Goldman's Take On The FOMC Statement

Tyler Durden's picture

Goldman, whose Bill Dudley runs the New York Fed, and the Fed in general, gives the official party line on how to interpret the Fed's statement. Summary: all is well.

BOTTOM LINE: On net the FOMC statement is very close to our expectations as the FOMC upgrades its description of the economic outlook, acknowledges the impact of oil prices on inflation, and softens (but retains) the "significant downside risks" phrase.


1. On net the FOMC statement is very close to our expectations.
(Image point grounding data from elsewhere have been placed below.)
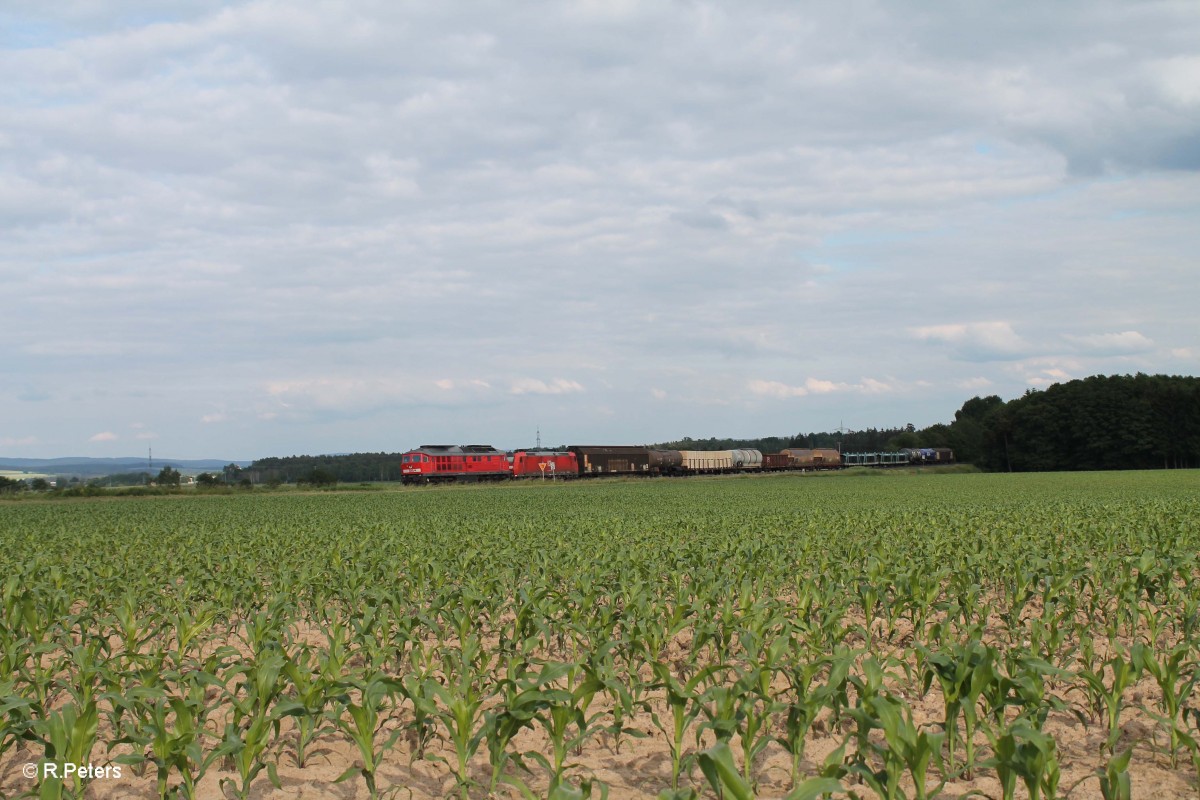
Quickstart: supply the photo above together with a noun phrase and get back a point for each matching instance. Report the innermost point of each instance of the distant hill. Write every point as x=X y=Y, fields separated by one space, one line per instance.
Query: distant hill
x=87 y=467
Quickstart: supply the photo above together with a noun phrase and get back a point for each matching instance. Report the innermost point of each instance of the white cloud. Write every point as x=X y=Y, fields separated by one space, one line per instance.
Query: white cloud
x=17 y=441
x=426 y=220
x=991 y=341
x=816 y=386
x=534 y=386
x=1125 y=343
In particular, the FOMC continues to see "significant downside risks" but softened this statement to acknowledge that "strains in global financial markets have eased." In the same vein the committee dropped the phrase "notwithstanding some slowing in global growth" from the first paragraph.
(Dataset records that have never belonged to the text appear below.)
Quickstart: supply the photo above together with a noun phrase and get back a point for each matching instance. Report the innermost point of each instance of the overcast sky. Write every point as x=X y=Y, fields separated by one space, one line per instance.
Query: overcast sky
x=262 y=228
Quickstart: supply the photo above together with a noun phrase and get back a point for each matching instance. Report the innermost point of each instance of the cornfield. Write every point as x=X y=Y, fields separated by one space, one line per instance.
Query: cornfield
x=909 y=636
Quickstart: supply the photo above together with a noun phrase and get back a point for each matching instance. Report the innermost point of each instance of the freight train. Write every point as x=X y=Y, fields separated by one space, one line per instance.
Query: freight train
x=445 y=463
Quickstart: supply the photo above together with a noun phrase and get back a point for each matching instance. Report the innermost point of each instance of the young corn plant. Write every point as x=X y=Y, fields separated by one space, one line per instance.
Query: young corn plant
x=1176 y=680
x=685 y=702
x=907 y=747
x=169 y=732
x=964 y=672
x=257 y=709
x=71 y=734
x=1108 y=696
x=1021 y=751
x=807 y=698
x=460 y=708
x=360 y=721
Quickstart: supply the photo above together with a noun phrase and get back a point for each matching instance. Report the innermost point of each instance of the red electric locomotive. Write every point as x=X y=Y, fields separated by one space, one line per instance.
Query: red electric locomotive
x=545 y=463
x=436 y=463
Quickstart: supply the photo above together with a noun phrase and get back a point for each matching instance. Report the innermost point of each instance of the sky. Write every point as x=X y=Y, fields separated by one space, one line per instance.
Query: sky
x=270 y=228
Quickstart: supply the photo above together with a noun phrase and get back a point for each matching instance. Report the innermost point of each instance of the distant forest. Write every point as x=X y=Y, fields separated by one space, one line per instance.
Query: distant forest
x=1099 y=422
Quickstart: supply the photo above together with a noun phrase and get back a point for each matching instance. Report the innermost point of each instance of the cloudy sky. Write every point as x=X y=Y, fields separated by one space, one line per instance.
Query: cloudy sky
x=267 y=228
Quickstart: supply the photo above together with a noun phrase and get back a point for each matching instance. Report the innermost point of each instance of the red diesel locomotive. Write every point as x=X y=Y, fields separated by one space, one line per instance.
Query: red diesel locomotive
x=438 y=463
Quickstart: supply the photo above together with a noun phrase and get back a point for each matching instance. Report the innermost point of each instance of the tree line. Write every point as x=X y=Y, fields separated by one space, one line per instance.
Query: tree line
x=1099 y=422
2. As expected, the FOMC upgraded its assessment of the economic outlook. First, the committee acknowledges that the unemployment rate has declined "notably" in recent months, and that it expects it to decline "gradually" (instead of "only gradually"). Second, the committee upgraded its assessment of business fixed investment from "has slowed" to "has continued to advance." Third, the committee now expects "moderate" instead of "modest" growth over the coming quarters.

3. The FOMC acknowledges the likely implications of the recent run-up in energy prices. First, the statement continues to say that "inflation has been subdued in recent months," but the committee added "although prices of crude oil and gasoline have increased lately." Second, the committee acknowledges that "the recent increase in oil and gasoline prices will push up inflation temporarily" but continues to anticipate that "subsequently inflation will run at or below the rate that it judges most consistent with its dual mandate."

4. Richmond Fed President Lacker again dissented against the action at today’s meeting. However, he strengthened the rationale for his dissent. He now says that he "does not anticipate that economic conditions are likely to warrant exceptionally low levels of the federal funds rate through late 2014." Previously, he had only dissented against the forward-looking language.

BOTTOM LINE: The FOMC signaled that policy rates will remain low “at least through late 2014”. The next release at 2pm will clarify how this relates to meeting participants’ new funds rate forecasts.